GNOME Bugzilla – Bug 320519
Replacement for the utf8_skip_data array and g_utf8_next_char macro
Last modified: 2005-11-08 18:42:29 UTC
Following a blog post by Federico i implemented this functions without a lookup table: inline char *g_utf8_next_char (char *p) { #if __GNUC__ >= 3 # define likely(x) __builtin_expect (!!(x), 1) #else # define likely(x) (x) #endif #define u ((unsigned char)*p) if (likely(u < 0xc0)) return p+1; if (likely(! (u & 0x20))) return p+2; if (likely(! (u & 0x10))) return p+3; if (likely(! (u & 0x8))) return p+4; if (likely(! (u & 0x4))) return p+5; if (likely(! (u & 0x2))) return p+6; return p+1; #undef u } I get a 40% speedup on a simple traversal of 800 Meg utf-8 file.
I should have added a #undef likely at the end.

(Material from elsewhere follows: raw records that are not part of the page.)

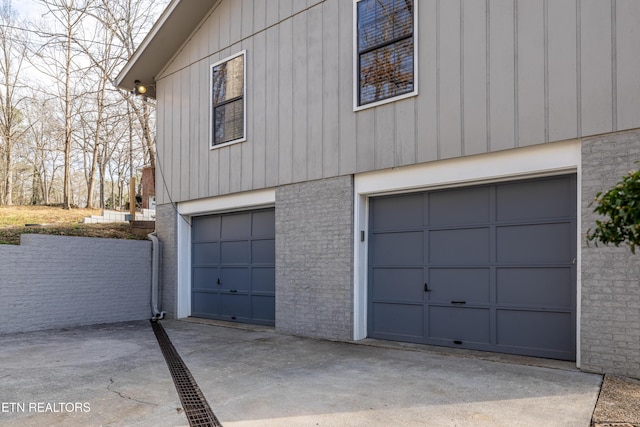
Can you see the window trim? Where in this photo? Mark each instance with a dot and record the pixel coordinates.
(213, 146)
(356, 63)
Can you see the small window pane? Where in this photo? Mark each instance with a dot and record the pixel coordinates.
(228, 80)
(382, 21)
(386, 72)
(229, 122)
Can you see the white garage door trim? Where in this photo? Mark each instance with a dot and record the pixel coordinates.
(540, 160)
(214, 205)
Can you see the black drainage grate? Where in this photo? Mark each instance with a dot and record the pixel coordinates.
(193, 401)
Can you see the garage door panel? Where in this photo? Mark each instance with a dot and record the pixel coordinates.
(263, 308)
(460, 324)
(398, 284)
(465, 206)
(206, 253)
(236, 226)
(531, 200)
(460, 284)
(503, 252)
(468, 246)
(544, 331)
(237, 279)
(542, 287)
(535, 244)
(205, 228)
(263, 279)
(397, 319)
(264, 224)
(233, 267)
(235, 252)
(205, 303)
(235, 305)
(205, 278)
(263, 251)
(398, 211)
(398, 248)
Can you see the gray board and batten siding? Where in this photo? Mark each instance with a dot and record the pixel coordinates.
(488, 267)
(492, 75)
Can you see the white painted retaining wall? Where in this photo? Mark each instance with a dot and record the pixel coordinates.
(56, 281)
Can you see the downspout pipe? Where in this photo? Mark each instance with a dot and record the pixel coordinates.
(155, 262)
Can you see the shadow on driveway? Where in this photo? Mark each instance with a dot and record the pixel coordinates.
(261, 378)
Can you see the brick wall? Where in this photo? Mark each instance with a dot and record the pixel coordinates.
(56, 281)
(314, 258)
(610, 322)
(168, 275)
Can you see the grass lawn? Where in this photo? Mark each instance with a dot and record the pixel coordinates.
(57, 221)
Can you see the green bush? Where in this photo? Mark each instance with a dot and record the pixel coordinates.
(621, 208)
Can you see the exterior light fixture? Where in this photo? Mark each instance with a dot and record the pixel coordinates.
(140, 89)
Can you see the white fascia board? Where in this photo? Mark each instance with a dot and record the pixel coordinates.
(538, 160)
(229, 202)
(147, 40)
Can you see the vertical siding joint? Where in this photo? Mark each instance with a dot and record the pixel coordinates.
(462, 133)
(516, 90)
(546, 70)
(488, 71)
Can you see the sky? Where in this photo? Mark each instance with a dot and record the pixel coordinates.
(28, 8)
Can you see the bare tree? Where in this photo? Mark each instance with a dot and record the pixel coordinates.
(14, 53)
(62, 64)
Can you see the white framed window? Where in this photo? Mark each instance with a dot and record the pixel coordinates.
(228, 111)
(385, 46)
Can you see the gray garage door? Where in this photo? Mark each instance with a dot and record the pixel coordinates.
(489, 267)
(233, 260)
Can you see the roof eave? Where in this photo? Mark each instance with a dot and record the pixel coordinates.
(170, 32)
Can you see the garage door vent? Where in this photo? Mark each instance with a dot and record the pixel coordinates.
(193, 401)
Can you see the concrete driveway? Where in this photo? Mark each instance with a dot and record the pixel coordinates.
(116, 375)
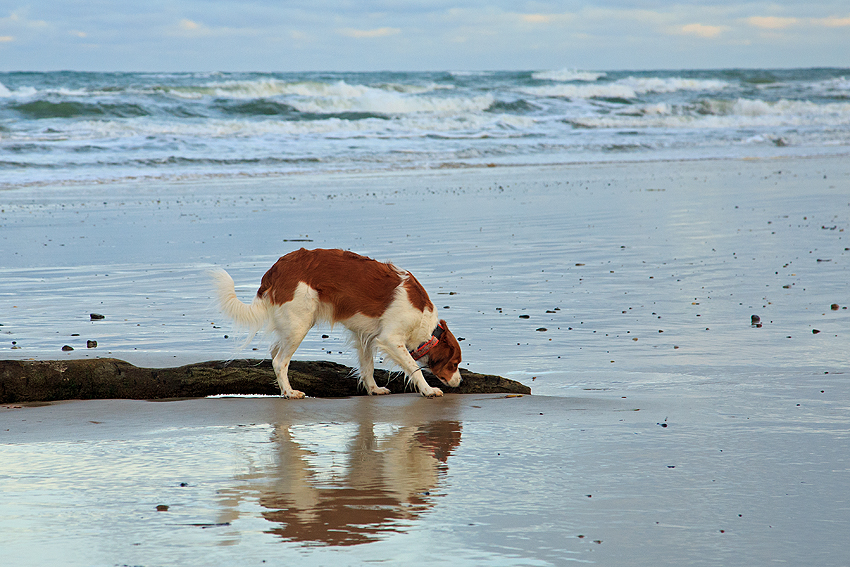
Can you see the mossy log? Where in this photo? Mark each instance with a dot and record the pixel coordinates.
(104, 378)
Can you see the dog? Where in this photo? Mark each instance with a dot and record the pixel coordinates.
(383, 307)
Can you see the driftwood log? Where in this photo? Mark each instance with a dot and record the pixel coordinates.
(104, 378)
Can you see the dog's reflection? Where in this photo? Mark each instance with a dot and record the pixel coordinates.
(346, 483)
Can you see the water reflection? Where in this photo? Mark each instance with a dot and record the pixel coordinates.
(354, 479)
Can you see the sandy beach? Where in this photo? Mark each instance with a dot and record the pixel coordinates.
(665, 428)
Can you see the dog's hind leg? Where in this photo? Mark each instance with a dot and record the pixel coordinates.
(288, 340)
(366, 352)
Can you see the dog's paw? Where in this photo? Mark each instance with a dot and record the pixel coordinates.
(432, 393)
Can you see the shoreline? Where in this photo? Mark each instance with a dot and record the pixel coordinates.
(825, 153)
(665, 428)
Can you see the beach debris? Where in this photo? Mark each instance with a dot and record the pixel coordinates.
(110, 378)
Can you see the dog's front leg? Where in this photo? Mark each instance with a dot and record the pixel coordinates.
(399, 354)
(366, 352)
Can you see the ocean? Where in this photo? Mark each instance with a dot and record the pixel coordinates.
(72, 127)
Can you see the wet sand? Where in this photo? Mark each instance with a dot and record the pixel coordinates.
(672, 429)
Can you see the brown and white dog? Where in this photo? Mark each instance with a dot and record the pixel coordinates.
(384, 307)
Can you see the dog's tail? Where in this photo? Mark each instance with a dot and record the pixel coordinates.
(253, 316)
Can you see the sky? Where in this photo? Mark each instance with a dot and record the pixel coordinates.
(420, 35)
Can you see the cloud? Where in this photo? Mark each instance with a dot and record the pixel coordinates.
(700, 30)
(366, 34)
(832, 22)
(545, 18)
(771, 22)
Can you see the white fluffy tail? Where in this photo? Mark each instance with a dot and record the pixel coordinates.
(253, 316)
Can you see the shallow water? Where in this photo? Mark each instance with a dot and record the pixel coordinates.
(594, 478)
(712, 442)
(675, 255)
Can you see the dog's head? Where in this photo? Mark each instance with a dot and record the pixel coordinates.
(444, 358)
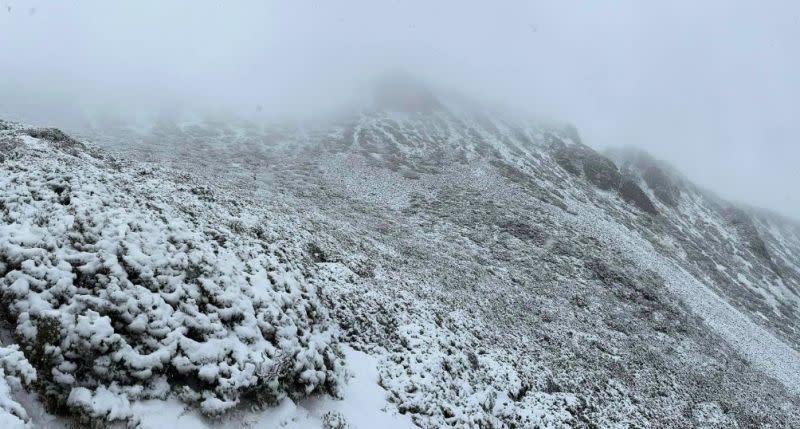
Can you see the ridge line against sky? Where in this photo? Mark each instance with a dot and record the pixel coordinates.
(712, 87)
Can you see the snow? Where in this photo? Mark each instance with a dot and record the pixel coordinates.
(364, 406)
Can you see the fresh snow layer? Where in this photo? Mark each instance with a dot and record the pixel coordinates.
(760, 347)
(364, 407)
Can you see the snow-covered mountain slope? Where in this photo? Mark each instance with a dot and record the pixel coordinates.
(496, 272)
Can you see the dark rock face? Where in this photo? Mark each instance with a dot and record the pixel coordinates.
(745, 227)
(661, 184)
(60, 138)
(632, 193)
(601, 171)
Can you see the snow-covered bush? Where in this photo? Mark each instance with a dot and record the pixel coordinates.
(15, 371)
(115, 298)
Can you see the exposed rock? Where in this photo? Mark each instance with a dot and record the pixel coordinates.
(632, 193)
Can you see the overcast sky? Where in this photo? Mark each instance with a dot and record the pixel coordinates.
(710, 86)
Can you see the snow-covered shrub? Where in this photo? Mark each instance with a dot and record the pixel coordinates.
(115, 298)
(15, 371)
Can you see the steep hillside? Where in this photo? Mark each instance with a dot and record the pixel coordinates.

Even better, use G_LIKELY(). Also, the u macro doesn't really add anything. If the repeated casts bother you, you can use a local variable
Created attachment 54237 [details] [review] A corrected patch. This is a patch agains the current cvs version with the modifications suggested by Matthias Clasen.
What did said 800MB file contain ? Was it just ascii ? How was the distribution of 1- vs 2- vs more-byte chars ? Might be worthwhile to use federicos po-data collection as a testcase for this
The 800Mb file contained the content of /usr/share/dasher/training/training_*.txt concatened a lot of times, the distribution was 87%, 10%, 3%.
Of course, the assumption that likely(u < 0xc0) is only correct for western languages. It would be interesting to see how this code performs on actual CJK text like the script samples that can be found in the pango-profile module.
Humm, the consensus after several people trying out several implementations on several machines, was to not change the current code. There's just no solution that beats it on all architectures for all text. And that function should not be called too many times anyway. Closing.